James Andrew Carscallen
(1934–2016)
This past 14 March 2016, the scholarly community in Toronto lost one of its most beloved members – Professor James Andrew Carscallen.
Born on 21 July 1934 in Wallaceburg, Ontario, Jim was a gifted pianist, passionate bird watcher, and avid gardener. He was also a Rhodes scholar and a gentleman. After receiving a B.A. in English from Victoria College in the University of Toronto (1956) he went off to Oxford where he received a BLitt (1958). He then returned to Victoria College to pursue a PhD under the direction of Northrop Frye while, at the same time, teaching English at the University of Waterloo. He completed his doctorate in 1964 and the following year was hired by Victoria College (1965), where he then spent the rest of his career as a beloved teacher and a life-long student of literature from the Renaissance to the present day. His first book, The Natural World of Vaughan and Marvell (1964), greatly advanced our understanding of two important seventeenth-century English writers; his last one, The Other Country: Patterns in the Writings of Alice Munro (1993) provided new insights into one of the foremost contemporary Canadian authors. A voracious reader with excellent memory, his knowledge was encyclopedic, his scholarship profound, his wit lively, his generosity unending.

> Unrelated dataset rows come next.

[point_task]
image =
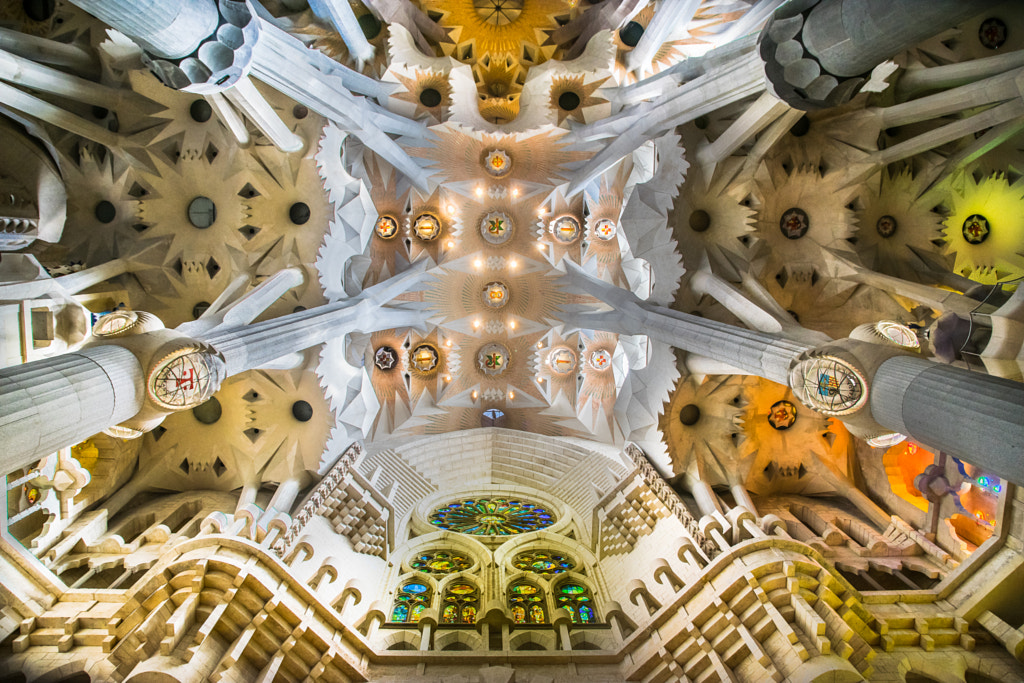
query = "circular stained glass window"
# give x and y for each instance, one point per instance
(828, 385)
(424, 358)
(497, 227)
(440, 562)
(976, 228)
(795, 223)
(600, 359)
(492, 516)
(498, 163)
(565, 229)
(386, 227)
(496, 295)
(782, 415)
(562, 360)
(427, 227)
(185, 378)
(493, 358)
(898, 334)
(543, 561)
(605, 229)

Though he retired from teaching in 1996, he never retired from mentoring students and encouraging them in their research and their careers. At the Centre for Reformation and Renaissance Studies, where, after his retirement, he was appointed Distinguished Senior Fellow, he was an enthusiastic supporter and a reliable friend to the lively cohort of graduate students and younger colleagues that congregated there. He did the same at the Toronto Renaissance and Reformation Colloquium, rarely missing a meeting and always ready to contribute the wide range of his knowledge to the discussions that followed. His mentoring carried over from his professional life to his personal life where, once again, he was always extremely generous with both his time and resources.

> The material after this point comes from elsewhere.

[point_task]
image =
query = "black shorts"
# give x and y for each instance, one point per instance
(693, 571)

Never short of good suggestions, Jim is credited with the idea of collecting and publishing the complete works of his teacher and colleague Northrop Frye. Alvin Lee, General Editor of the Collected Works of Northrop Frye, recalls that: “The initial idea of a collected edition of Frye’s writings and speeches first surfaced on 2 May 1991, a little more than three months after Frye’s death. James Carscallen, a colleague and former student of Frye, made the suggestion in a conversation with Eva Kushner, President of Victoria University, who then asked him to put the case for such an undertaking in the form of a letter to her. Later that day Carscallen did so, in a two-page single-spaced letter in which he recognized something of the complexity of what he was proposing and the large body of Frye’s productions, including many repetitions, but made this comment: ‘… I’ve never read or heard anything from him that didn’t give me the feeling of newness – the sense that I had to open my mind in a way I’ve never done before.” (“The Collected Works of Northrop Frye. The Project and the Edition,” p. 1).
The same sense of newness and mind-opening ideas is what we, who were fortunate enough to know Jim Carscallen, found in our dear friend, colleague, and mentor.
A commemoration of Jim’s life will be held in the Victoria College Chapel (93 Charles Street West, Toronto) onMonday, 9 May, at 2 p.m.